Mit Blick auf die Physiologie einer idea­len Ernährung wird klar, dass sowohl gesunde Fette als auch Eiweiße essenziell sind. Da Proteine nur in der Muskulatur gespeichert werden, sollte jede Mahlzeit etwas Eiweiß enthalten.

Proteinarme Mahlzeiten führen nach 2 bis 3 Stunden nicht selten zu Heißhungerattacken. Somit wird die optimale Versorgung des Körpers mit Eiweiß nicht nur zu einem Garanten der Muskel­erhaltung, sondern sie führt auch zur Eindämmung des Hungers – gerade bei einer Kalorienrestriktion. Nur wer sich viel bewegt und intensiv Sport treibt, braucht auch zusätzliche Kohlenhydrate. Immerhin enthält Gemüse ausreichend davon. Kurz: Der Teller sollte zur Hälfte mit Gemüse gefüllt sein und 20 bis 30 g Eiweiß beinhalten. Wenn dann noch Appetit besteht, dürfen zusätzliche Sättigungsbeilagen wie Kartoffeln, Reis oder Nudeln verzehrt werden.

Professionelle Hilfe nötig

Auch wenn die Ernährungsempfehlungen logisch und einfach erscheinen, ist das „Change Management“ beim Essen ohne professionelle Hilfe meist nicht erfolgreich. Lieb gewonnene Gewohnheiten und Vorlieben für bestimmte Speisen sollten im Coaching-Prozess optimiert werden. Prinzipiell sollten nur die Bereiche durch Nahrungsalternativen verändert werden, die den größten Effekt versprechen. Das allerdings nur, wenn der Patient einer Veränderung zustimmt. Sonst verpuffen alle Maßnahmen mit einem erneuten Gewichtsanstieg.

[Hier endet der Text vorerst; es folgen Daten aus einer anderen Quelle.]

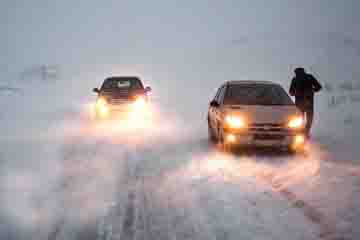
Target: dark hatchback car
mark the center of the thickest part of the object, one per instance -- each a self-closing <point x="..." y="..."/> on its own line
<point x="119" y="96"/>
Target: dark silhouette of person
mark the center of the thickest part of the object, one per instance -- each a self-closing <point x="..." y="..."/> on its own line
<point x="303" y="86"/>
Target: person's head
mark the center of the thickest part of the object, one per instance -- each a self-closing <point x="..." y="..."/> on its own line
<point x="299" y="71"/>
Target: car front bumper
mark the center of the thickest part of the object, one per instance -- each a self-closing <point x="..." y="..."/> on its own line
<point x="294" y="140"/>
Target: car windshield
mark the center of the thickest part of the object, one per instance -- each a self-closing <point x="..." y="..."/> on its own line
<point x="113" y="84"/>
<point x="256" y="94"/>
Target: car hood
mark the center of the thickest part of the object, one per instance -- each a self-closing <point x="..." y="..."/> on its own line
<point x="264" y="114"/>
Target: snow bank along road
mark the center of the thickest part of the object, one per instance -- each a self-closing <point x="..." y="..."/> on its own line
<point x="167" y="184"/>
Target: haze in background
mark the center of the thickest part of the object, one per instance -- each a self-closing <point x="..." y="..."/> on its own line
<point x="183" y="49"/>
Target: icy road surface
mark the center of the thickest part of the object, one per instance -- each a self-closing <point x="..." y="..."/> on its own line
<point x="80" y="182"/>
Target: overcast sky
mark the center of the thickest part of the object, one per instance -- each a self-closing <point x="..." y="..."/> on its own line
<point x="172" y="44"/>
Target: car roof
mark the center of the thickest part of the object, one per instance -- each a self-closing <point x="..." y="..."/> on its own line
<point x="238" y="82"/>
<point x="122" y="77"/>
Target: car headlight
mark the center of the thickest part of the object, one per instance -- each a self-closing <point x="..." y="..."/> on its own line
<point x="101" y="107"/>
<point x="296" y="123"/>
<point x="235" y="122"/>
<point x="139" y="104"/>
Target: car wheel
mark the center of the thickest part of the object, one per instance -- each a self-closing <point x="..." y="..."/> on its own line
<point x="211" y="135"/>
<point x="225" y="147"/>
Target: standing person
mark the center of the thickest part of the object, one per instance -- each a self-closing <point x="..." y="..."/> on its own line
<point x="303" y="86"/>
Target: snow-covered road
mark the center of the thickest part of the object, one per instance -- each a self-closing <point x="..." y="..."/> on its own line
<point x="170" y="183"/>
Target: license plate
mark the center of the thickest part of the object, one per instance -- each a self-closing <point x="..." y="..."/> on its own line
<point x="268" y="137"/>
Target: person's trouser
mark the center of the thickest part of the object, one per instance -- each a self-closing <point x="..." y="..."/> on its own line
<point x="306" y="106"/>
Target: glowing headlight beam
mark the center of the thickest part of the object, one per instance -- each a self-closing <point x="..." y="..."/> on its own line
<point x="296" y="123"/>
<point x="139" y="104"/>
<point x="101" y="107"/>
<point x="235" y="122"/>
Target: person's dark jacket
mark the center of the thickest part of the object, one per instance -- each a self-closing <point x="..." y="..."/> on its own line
<point x="304" y="85"/>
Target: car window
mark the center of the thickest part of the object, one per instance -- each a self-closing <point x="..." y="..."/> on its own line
<point x="256" y="94"/>
<point x="221" y="95"/>
<point x="121" y="83"/>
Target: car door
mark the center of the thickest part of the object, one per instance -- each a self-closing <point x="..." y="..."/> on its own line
<point x="212" y="111"/>
<point x="218" y="112"/>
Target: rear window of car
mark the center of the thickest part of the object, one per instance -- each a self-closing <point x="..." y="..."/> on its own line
<point x="122" y="83"/>
<point x="256" y="94"/>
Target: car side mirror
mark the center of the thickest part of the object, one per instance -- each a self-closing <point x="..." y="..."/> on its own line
<point x="214" y="103"/>
<point x="148" y="89"/>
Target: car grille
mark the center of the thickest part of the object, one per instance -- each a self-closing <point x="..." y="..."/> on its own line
<point x="268" y="127"/>
<point x="118" y="101"/>
<point x="268" y="137"/>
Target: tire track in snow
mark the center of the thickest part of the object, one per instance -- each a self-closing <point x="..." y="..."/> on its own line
<point x="327" y="228"/>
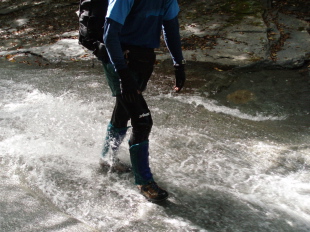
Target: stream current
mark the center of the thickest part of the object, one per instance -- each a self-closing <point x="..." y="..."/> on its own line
<point x="227" y="168"/>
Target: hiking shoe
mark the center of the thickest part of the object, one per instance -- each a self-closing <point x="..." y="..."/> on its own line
<point x="153" y="192"/>
<point x="116" y="166"/>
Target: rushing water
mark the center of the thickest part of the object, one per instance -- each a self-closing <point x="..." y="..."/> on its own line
<point x="226" y="169"/>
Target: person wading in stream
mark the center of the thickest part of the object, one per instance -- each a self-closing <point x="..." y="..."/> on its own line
<point x="131" y="32"/>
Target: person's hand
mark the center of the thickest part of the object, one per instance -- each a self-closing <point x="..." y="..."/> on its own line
<point x="128" y="87"/>
<point x="179" y="77"/>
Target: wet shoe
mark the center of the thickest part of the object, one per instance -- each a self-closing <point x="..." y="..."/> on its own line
<point x="116" y="166"/>
<point x="153" y="192"/>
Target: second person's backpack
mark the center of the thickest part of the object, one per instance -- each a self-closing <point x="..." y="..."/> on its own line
<point x="91" y="21"/>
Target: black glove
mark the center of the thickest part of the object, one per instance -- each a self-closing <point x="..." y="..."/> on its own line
<point x="179" y="77"/>
<point x="128" y="86"/>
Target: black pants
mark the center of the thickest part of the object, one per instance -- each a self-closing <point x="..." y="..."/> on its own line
<point x="140" y="115"/>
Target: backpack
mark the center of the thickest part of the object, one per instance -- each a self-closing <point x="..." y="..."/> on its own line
<point x="91" y="22"/>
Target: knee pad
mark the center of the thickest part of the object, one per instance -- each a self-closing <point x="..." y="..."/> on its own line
<point x="140" y="132"/>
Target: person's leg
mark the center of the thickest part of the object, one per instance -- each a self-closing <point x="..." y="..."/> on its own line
<point x="141" y="121"/>
<point x="117" y="128"/>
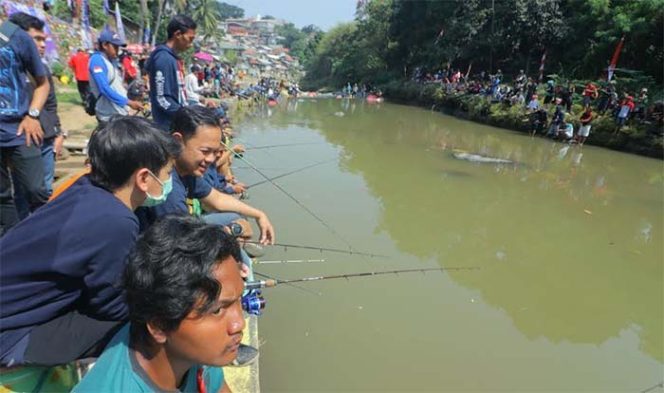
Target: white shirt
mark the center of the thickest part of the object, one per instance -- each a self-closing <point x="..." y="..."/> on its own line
<point x="191" y="87"/>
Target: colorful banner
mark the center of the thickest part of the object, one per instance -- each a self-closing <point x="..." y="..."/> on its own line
<point x="118" y="22"/>
<point x="86" y="35"/>
<point x="146" y="35"/>
<point x="614" y="59"/>
<point x="542" y="66"/>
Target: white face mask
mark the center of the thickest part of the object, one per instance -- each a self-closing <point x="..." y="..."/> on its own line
<point x="166" y="188"/>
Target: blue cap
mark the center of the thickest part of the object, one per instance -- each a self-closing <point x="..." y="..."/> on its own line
<point x="112" y="37"/>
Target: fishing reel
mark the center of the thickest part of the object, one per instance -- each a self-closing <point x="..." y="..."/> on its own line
<point x="253" y="302"/>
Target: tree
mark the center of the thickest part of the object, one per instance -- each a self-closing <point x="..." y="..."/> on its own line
<point x="206" y="15"/>
<point x="229" y="11"/>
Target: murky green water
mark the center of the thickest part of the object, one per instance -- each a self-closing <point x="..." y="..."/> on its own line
<point x="569" y="241"/>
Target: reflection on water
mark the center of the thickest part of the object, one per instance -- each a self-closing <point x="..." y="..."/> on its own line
<point x="569" y="238"/>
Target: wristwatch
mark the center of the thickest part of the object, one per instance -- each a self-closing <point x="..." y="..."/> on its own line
<point x="34" y="113"/>
<point x="236" y="229"/>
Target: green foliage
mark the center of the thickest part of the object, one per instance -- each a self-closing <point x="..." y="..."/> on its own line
<point x="302" y="43"/>
<point x="579" y="37"/>
<point x="57" y="69"/>
<point x="354" y="52"/>
<point x="97" y="16"/>
<point x="231" y="57"/>
<point x="229" y="11"/>
<point x="206" y="15"/>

Medikamentöse Unterstützung

Von medikamentöser Seite bekommen Heilungsversuche des Diabetes derzeit ebenfalls Rückenwind: Das Inkretinmimetikum Liraglutid wurde jüngst zur Adipositastherapie zugelassen. Es kann helfen, pro Jahr fast 8 kg an Gewicht zu verlieren. Damit kann die Ernährungsumstellung nicht nur durch eine Formula-Diät, sondern auch medikamentös flankiert werden.

Auch für Diabetiker mit Insulintherapie standen die Chancen noch nie so gut, den Spritzen ade zu sagen. Gewichtsneutrale Antidiabetika wie Metformin und Gliptine können mit Gliflozinen und Inkretinmimetika kombiniert werden. Bei gleichzeitigem Einsatz einer gezielten Ernährungstherapie zur Gewichtsreduktion wird Insulin dann immer häufiger überflüssig – ein Traum vieler Diabetiker.

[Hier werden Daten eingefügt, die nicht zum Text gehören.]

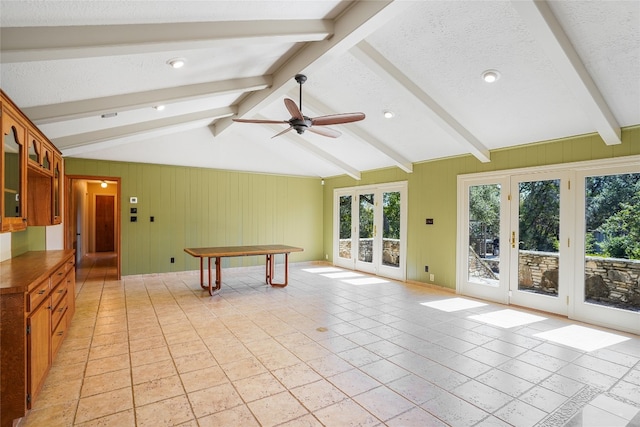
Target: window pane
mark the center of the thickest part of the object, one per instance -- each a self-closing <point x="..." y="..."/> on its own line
<point x="345" y="227"/>
<point x="391" y="229"/>
<point x="539" y="234"/>
<point x="484" y="234"/>
<point x="612" y="241"/>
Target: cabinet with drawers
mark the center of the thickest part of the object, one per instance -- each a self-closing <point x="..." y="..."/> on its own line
<point x="37" y="302"/>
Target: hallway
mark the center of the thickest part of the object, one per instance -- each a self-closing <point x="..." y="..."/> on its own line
<point x="334" y="348"/>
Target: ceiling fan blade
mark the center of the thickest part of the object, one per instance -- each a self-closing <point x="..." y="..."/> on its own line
<point x="269" y="122"/>
<point x="336" y="119"/>
<point x="293" y="109"/>
<point x="331" y="133"/>
<point x="284" y="131"/>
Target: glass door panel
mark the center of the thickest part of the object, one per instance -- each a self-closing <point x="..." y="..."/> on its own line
<point x="390" y="254"/>
<point x="370" y="229"/>
<point x="366" y="231"/>
<point x="483" y="217"/>
<point x="345" y="227"/>
<point x="393" y="237"/>
<point x="484" y="235"/>
<point x="536" y="243"/>
<point x="610" y="267"/>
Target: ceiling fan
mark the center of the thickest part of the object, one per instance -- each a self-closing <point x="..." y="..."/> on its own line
<point x="302" y="123"/>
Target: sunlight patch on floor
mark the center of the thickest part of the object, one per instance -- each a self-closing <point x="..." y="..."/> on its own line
<point x="320" y="270"/>
<point x="507" y="318"/>
<point x="453" y="304"/>
<point x="342" y="275"/>
<point x="366" y="281"/>
<point x="582" y="338"/>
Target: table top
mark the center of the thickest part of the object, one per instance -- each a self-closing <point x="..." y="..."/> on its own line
<point x="221" y="251"/>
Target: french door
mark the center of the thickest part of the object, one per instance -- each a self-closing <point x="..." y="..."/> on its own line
<point x="370" y="229"/>
<point x="512" y="239"/>
<point x="607" y="267"/>
<point x="539" y="239"/>
<point x="563" y="239"/>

„Einmal Insulin, immer Insulin“ gilt damit also nicht mehr. Viele Patienten mit einer intensivierten Insulintherapie werden es bereits als erleichternd empfinden, wenn nur noch ein Basalinsulin notwendig ist statt einer aufwendigen intensivierten Insulintherapie. Die Blutzuckersenkung am Tag kann dann von Gliptin, Glifloxin und Glutiden erledigt werden. Ihr Einsatz spart im Gegensatz zum gewichtssteigerndem Bolus-Insulin viele Kilos.

Typische Diätfehler

Klassische Frauenfehler: Ein Salat zum Mittagessen ohne Fleisch, Käse oder Fischbeilage führt spätestens nach 2 Stunden zum fatalen Appetit auf einen süßen Snack. Männer hingegen holen manchmal die gesamte Proteinaufnahme des Tages durch ein 500 g schweres Steak am Abend oder Grillfleisch und Würstchen nach. Eine derart hohe Proteinaufnahme von 100 g auf einmal überfordert jedoch die Stoffwechselvorgänge derart, dass über die Hälfte des wertvollen Eiweißes als Fett gespeichert wird.

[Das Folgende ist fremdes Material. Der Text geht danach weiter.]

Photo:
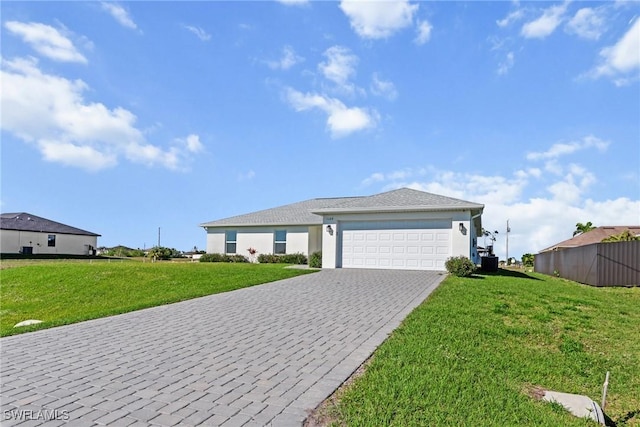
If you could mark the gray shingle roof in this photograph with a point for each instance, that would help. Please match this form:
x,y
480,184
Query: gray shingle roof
x,y
23,221
403,199
310,212
294,214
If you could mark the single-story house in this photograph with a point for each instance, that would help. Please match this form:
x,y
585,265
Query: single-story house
x,y
399,229
593,236
32,235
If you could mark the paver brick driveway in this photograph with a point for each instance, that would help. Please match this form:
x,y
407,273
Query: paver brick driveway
x,y
265,355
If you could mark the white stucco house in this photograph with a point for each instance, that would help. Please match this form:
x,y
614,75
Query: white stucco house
x,y
399,229
33,235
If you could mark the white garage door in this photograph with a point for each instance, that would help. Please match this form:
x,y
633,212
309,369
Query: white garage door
x,y
404,245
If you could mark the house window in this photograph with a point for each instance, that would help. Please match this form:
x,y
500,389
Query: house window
x,y
280,242
230,242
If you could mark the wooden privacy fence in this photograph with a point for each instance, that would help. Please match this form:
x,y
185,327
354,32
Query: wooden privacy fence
x,y
598,264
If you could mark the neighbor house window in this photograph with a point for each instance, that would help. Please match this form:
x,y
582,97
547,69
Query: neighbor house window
x,y
280,242
230,242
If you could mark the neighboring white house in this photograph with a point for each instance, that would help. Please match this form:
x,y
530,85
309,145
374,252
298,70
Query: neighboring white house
x,y
29,234
400,229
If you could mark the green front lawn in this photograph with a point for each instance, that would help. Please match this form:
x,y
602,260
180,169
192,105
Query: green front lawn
x,y
479,349
59,293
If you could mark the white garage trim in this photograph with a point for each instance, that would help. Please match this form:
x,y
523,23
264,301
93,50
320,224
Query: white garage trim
x,y
405,245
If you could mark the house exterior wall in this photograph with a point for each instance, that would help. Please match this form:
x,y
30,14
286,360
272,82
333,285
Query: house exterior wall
x,y
260,238
315,239
12,241
462,243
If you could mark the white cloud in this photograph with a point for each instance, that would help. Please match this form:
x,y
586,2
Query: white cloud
x,y
383,88
507,64
621,59
339,67
120,14
542,208
191,143
587,23
562,149
546,24
51,113
46,40
288,59
341,120
424,32
199,32
378,19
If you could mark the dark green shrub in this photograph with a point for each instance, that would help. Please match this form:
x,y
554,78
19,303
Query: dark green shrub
x,y
223,258
460,266
268,259
296,258
212,258
315,260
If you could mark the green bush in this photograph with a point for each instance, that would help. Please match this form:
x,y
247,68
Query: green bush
x,y
223,258
460,266
296,258
315,260
268,259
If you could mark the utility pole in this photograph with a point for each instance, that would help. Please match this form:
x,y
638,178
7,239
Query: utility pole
x,y
508,230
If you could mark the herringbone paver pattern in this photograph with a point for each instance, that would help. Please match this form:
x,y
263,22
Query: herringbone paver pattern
x,y
265,355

Empfehlenswert ist dagegen eine gleichmäßige Verteilung auf 3 Mahlzeiten. Ein Frühstücksei in Kombination mit einem Glas Milch oder einem Früchtequark könnte zum Beispiel zu einem guten Start in den Tag mit 20 g Eiweiß und einer höchstwahrscheinlichen Sättigung bis zum Mittagessen führen.

Literatur beim Verfasser

Mögliche Interessenkonflikte: Der Autor hat keine deklariert.